Устав от собственных рассуждений, Пзкстон позволил себе ни о чем не думать. Однако очень скоро он подумал: не права ли Алана? Ведь если она и вправду признает, что Рис и ее кузены убили Гилберта, Генрих действительно может решить, что имел место настоящий заговор. А если она будет настаивать на убийстве с целью самозащиты, Генрих вполне может проявить милосердие по отношению к Алане.
Но почему Гилберт хотел убить собственную жену?
По словам сэра Годдарда, у Аланы и Гилберта брак был неудачным, однако во многом неудачным был именно потому, что Гилберт не особенно-то старался улучшить его. Рыцарь винил во всех смертных грехах Алану. Конечно, Пэкстон мог бы попытаться опровергнуть этот довод, но если позднее в своих показаниях Мэдок и Гвенифер сообщат сходные соображения, то у Генриха наверняка возникнет уверенность в том, что убийство — поступок несговорчивой женщины, которая давно уже намеревалась убить своего мужа.

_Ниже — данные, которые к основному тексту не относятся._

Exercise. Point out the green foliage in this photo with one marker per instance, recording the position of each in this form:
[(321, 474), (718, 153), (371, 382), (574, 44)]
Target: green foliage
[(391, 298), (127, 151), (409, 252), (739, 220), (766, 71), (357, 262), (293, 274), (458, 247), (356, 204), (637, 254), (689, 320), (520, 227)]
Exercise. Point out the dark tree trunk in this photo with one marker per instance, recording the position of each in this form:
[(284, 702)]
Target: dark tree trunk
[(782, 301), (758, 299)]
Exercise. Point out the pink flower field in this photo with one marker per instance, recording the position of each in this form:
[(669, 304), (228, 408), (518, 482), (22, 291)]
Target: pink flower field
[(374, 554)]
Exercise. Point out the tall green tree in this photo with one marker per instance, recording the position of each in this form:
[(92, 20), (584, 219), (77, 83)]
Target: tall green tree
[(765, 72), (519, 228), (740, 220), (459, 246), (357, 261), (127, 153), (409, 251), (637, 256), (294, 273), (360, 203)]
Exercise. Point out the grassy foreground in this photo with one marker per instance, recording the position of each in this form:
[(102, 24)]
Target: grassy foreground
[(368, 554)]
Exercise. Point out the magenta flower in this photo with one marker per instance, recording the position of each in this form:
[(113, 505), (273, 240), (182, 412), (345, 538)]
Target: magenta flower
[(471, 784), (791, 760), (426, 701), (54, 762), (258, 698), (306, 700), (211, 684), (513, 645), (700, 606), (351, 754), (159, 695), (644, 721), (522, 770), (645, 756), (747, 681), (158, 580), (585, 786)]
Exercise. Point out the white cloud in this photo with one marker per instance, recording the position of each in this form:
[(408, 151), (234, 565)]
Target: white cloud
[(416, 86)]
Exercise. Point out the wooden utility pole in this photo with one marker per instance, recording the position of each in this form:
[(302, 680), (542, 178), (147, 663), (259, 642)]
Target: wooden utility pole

Чувствуя сильное беспокойство, Пэкстон поднялся с постели. Наклонившись над Аланой, он внимательно посмотрел ей в лицо. Глаза были закрыты, губы шептали едва различимые, как всегда во сне, слова. Выпрямившись, он начал одеваться. Натянув штаны, он поднял тунику и укрыл ею нагое тело Аланы. После этого, как был босиком, он тихо вышел из палатки.
Пэкстон несколько раз с наслаждением глубоко вдохнул прохладный ночной воздух. Затем уселся на корточки возле входа в палатку и принялся раздумывать, лениво потягивая из земли травинки.
Клок туники, который теперь находился у Генриха… Кто именно и с какой целью подбросил его на постель?
Пэкстон напряженно думал. Ни один человек не казался способным на такое. Пэкстон постарался не замыкаться только на Гилберте, а взглянуть на ситуацию шире.
Что может побудить мужчину убить собственную жену? Ненависть, о чем однажды говорила Алана? Или другая женщина? Последнее казалось Пэкстону гораздо более вероятным.
Каковы могли быть намерения Гилберта? Может, ему хотелось убить Алану именно для того, чтобы жениться на ком-нибудь другом?
Скажем, на Гвенифер?
Насколько ему было известно, между Гвенифер и Гилбертом существовали теплые отношения. В то же время он сомневался, что Гвенифер была девственницей. Возможно ли, что у Гвенифер и Гилберта была связь? И что именно они вознамерились убить Алану? Что ж, это вполне возможно, подумал Пэкстон. Но одно дело предполагать, и совсем другое — доказать это.